Other problems attend Jones' failure to work within Reformed boundaries. One is the matter of office and whether churches should have paid musicians directing the musical component of a congregation's worship. Jones tries to justify church musicians by citing the singers and musicians who were part of Levitical worship. But such an appeal (following the regulative principle) would require all churches to have musicians, not merely provide grounds for their possibility. Perhaps even more difficult is the appeal to part of Old Testament worship that Reformed Christianity has typically regarded as being fulfilled in Christ and so no longer necessary. Aside from questions of office and redemptive history, the use of musical instruments itself was generally forbidden among Reformed Christians until the nineteenth century. Jones seems to be unaware of the objections to musical instruments that Columbia Seminary's John L. Girardeau raised forcefully at the time when congregations began to make the organ an essential piece of church furnishings and congregational singing. One last concern of note is the function of song in worship. For those like Calvin, song was a form of prayer (thus making the psalms highly pertinent for worship). But for Jones, song functions as both sermon and prayer (the subjects of his first two chapters respectively). Whether one follows Calvin on song as prayer, to consider song as a form of proclamation invites a blurring of the elements of worship as well as the differences between officers and church members that will further the confusion now surrounding Presbyterian worship.

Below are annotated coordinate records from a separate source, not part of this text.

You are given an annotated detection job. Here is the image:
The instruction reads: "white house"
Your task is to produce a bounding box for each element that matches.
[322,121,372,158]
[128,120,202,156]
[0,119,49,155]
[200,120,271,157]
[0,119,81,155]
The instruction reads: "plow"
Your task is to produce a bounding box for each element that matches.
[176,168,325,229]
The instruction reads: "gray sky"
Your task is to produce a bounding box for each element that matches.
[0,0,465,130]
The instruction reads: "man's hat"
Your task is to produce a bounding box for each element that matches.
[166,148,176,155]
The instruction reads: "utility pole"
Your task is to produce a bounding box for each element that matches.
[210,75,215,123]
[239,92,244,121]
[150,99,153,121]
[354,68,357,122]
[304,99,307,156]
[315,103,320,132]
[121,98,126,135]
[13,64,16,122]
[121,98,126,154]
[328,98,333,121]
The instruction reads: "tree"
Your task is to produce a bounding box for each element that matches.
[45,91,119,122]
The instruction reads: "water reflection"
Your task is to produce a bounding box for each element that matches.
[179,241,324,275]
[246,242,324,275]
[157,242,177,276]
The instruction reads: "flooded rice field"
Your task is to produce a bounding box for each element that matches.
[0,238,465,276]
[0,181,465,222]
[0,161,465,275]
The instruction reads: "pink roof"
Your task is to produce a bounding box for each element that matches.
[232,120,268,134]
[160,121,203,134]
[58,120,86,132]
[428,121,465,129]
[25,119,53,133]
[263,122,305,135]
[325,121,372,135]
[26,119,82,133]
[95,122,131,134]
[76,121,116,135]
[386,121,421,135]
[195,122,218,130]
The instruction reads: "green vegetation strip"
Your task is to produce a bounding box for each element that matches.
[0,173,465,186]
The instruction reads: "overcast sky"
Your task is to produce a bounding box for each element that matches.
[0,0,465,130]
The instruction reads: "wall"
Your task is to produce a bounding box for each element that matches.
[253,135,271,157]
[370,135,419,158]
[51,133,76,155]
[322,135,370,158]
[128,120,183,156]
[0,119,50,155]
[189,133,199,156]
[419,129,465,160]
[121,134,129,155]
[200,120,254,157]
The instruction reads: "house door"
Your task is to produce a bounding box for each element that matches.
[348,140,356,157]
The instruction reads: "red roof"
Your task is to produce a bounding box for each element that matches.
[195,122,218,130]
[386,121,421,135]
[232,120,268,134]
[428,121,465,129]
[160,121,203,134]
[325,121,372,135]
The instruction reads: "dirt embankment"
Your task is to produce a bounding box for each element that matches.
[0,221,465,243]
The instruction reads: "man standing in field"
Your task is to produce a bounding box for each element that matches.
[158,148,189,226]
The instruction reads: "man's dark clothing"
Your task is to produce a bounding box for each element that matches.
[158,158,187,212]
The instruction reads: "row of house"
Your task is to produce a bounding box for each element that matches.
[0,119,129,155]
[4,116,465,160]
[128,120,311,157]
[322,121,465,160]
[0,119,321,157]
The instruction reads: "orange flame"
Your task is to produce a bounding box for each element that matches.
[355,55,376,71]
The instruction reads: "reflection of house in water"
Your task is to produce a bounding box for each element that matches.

From one angle, then, Jones' book is a valuable counterweight to the trend that flouts good taste and common sense in worship. And to his credit, he does try to ground his points in the Bible, not merely in standards of good music. Such standards, by the way, should not be discounted, since as the creator God is also the author of them. But from another angle, one that relies on the insights of historic Reformed teaching about worship and the ministry of the word, Jones' book obscures the biblical theology that gave Presbyterians a form of worship that was distinct from Lutheran, Anglican and evangelical practices. His book is a helpful reminder that conservative or traditional worship is not the same as Reformed worship. It may even have the added value of showing how biblical historic Reformed worship was. For rather than looking to Scripture alone for what it says about song, Calvin, the Westminster divines and subsequent church officers reflected theologically on the epoch-making significance of Christ's ministry and the changes necessary for Christian worship, especially for the way God's people sing.

D. G. Hart, a ruling elder in the Orthodox Presbyterian Church, serving at Calvary OPC, Glenside, Pennsylvania; and is the director of fellowship programs and scholar-in-residence at the Intercollegiate Studies Institute. Ordained Servant, February 2008.